Enable Datadog tracing

Problem: you want every MCP call traced in Datadog APM with mcp.* attributes. Spans should show up in the same dashboards your other services use.

Solution: point mcpgw at your Datadog Agent’s OTLP/HTTP receiver. The Agent forwards spans to Datadog over its existing pipe — no separate ingestion path.

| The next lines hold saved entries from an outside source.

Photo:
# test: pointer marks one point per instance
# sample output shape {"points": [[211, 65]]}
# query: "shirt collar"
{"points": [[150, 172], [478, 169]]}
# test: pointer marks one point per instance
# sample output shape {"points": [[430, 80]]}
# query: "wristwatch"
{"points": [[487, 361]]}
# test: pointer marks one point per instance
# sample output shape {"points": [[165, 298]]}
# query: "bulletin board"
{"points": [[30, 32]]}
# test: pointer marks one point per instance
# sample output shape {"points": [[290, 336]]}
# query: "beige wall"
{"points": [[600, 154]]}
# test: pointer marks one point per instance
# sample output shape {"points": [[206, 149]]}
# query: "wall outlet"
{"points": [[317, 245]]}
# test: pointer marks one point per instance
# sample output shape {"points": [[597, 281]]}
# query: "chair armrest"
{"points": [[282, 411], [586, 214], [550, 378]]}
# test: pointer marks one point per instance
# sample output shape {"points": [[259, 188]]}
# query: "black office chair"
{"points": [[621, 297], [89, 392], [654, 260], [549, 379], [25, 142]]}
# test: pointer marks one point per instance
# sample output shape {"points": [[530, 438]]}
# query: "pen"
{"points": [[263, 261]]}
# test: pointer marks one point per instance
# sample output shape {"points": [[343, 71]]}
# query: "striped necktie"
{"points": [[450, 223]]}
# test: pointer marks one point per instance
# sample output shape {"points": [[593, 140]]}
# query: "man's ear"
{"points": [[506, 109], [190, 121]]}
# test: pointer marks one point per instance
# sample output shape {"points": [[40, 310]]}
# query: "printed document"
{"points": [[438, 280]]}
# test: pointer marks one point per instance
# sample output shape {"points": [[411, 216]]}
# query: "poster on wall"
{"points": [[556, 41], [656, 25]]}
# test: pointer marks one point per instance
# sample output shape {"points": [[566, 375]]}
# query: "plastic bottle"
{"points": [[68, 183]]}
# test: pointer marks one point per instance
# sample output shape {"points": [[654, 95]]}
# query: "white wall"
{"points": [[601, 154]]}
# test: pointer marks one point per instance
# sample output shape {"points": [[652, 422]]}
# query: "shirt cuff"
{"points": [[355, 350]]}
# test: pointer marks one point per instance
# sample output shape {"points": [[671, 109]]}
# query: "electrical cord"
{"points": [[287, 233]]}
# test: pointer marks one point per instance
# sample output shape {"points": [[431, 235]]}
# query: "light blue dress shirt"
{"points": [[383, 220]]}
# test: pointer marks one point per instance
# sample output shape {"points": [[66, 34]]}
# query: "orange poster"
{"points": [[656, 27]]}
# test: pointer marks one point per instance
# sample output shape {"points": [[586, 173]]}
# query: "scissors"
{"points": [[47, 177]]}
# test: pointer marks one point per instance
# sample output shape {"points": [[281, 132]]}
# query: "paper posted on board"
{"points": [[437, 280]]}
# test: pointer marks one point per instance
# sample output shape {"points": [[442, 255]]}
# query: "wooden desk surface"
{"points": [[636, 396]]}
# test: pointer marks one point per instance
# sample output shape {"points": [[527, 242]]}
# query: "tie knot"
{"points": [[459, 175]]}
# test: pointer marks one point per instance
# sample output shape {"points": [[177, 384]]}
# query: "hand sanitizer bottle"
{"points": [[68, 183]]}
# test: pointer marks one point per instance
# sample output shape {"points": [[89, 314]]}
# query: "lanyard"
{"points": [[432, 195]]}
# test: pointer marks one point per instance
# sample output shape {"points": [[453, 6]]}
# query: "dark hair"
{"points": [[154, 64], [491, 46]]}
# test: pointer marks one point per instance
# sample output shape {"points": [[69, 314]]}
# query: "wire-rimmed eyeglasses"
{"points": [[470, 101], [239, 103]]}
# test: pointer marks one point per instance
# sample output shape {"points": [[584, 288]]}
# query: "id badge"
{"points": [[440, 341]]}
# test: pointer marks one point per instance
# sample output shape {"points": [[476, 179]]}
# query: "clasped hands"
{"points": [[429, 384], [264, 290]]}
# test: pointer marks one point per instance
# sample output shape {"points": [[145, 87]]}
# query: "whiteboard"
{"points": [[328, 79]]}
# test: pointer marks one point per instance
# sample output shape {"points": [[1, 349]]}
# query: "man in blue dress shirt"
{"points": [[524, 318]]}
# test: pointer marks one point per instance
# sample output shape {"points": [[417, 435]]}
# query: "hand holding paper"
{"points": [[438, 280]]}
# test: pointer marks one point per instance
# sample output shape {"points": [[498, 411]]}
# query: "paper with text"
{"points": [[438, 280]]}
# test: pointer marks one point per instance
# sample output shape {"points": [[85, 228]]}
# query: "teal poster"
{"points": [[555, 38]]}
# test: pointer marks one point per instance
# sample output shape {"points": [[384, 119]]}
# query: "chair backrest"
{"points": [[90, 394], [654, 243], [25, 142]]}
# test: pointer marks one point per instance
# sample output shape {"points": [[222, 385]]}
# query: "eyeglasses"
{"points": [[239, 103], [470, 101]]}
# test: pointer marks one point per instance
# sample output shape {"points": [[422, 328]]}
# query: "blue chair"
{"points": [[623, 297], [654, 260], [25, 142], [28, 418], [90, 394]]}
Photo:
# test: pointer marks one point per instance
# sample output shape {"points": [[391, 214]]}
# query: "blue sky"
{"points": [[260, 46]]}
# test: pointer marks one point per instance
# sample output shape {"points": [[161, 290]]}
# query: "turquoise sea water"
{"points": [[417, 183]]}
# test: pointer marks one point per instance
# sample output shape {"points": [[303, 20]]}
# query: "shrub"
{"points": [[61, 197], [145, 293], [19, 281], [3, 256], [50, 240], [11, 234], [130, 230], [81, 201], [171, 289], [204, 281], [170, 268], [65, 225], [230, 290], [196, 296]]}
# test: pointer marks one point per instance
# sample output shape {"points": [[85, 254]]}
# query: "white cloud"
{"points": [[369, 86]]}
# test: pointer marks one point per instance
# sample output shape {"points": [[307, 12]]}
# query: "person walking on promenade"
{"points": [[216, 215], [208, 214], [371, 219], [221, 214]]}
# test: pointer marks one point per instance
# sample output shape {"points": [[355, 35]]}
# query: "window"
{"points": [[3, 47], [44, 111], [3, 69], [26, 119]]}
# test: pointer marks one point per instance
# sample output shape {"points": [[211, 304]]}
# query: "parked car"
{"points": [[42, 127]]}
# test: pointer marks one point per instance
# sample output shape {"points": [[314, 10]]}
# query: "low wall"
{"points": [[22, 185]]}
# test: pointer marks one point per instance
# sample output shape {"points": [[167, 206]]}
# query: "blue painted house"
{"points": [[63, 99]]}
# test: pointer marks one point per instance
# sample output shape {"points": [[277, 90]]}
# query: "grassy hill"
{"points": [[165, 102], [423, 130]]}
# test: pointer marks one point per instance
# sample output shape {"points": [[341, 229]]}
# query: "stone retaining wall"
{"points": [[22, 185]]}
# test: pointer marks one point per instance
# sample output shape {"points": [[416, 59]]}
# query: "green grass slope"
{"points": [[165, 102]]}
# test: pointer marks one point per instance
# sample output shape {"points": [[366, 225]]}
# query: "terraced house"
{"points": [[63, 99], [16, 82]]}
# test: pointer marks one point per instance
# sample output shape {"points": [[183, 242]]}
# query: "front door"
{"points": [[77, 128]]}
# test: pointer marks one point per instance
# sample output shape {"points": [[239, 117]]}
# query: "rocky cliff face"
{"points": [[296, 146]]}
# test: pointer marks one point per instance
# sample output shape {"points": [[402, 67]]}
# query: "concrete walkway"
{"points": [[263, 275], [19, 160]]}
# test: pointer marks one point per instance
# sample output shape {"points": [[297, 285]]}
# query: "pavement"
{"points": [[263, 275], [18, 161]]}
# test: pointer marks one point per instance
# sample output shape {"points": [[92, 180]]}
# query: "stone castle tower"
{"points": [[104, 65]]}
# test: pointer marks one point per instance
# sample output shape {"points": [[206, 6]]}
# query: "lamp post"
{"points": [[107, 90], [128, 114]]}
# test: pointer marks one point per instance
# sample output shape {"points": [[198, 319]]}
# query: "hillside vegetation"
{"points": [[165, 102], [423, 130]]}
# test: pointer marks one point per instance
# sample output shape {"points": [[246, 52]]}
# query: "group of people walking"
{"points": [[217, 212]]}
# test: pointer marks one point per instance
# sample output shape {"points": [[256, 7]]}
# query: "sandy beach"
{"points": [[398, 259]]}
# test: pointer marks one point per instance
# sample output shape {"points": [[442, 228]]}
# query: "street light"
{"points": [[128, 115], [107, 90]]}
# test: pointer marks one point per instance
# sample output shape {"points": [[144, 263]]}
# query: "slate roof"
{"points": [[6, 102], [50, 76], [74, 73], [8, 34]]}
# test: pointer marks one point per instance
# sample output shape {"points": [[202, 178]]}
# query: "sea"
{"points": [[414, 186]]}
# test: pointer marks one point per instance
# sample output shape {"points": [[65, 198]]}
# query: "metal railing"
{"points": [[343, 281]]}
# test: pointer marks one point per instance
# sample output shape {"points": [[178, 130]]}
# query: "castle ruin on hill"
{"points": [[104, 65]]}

On the Datadog Agent — enable OTLP/HTTP

In datadog.yaml:

otlp_config:
  receiver:
    protocols:
      http:
        endpoint: 0.0.0.0:4318

Or, with environment variables (Helm chart, container):

DD_OTLP_CONFIG_RECEIVER_PROTOCOLS_HTTP_ENDPOINT=0.0.0.0:4318

Restart the Agent. Confirm the receiver is up:

curl -s -o /dev/null -w "%{http_code}\n" -X POST http://<agent>:4318/v1/traces
# Expect 415 (the receiver is up but rejects an empty body) — anything else means mis-wired

On mcpgw — point at the receiver

telemetry:
  customer:
    enabled: true
    endpoint: http://datadog-agent:4318      # bare host:port — /v1/traces is appended
    service_name: mcpgw                       # appears in Datadog APM service list
    resource_attrs:                           # optional: arbitrary OTel resource attrs
      env: production
      version: v1.0.0
      team: platform

Restart the gateway (telemetry endpoint is not hot-reloadable). Within ~10 seconds of the next request, spans appear in Datadog APM under service mcpgw.

What the spans look like

Every JSON-RPC call produces one span:

  • Name: mcp.tools.call (or mcp.tools.list, mcp.resources.read, etc.)
  • Kind: SERVER (inbound)
  • Attributes: mcp.method, mcp.tool.name, mcp.session.id, mcp.transport, mcp.upstream, mcp.policy.decision, mcp.payload.bytes_in/out

Outbound calls to the upstream are recorded as CLIENT child spans, so you see end-to-end latency: client → gateway → upstream → gateway → client.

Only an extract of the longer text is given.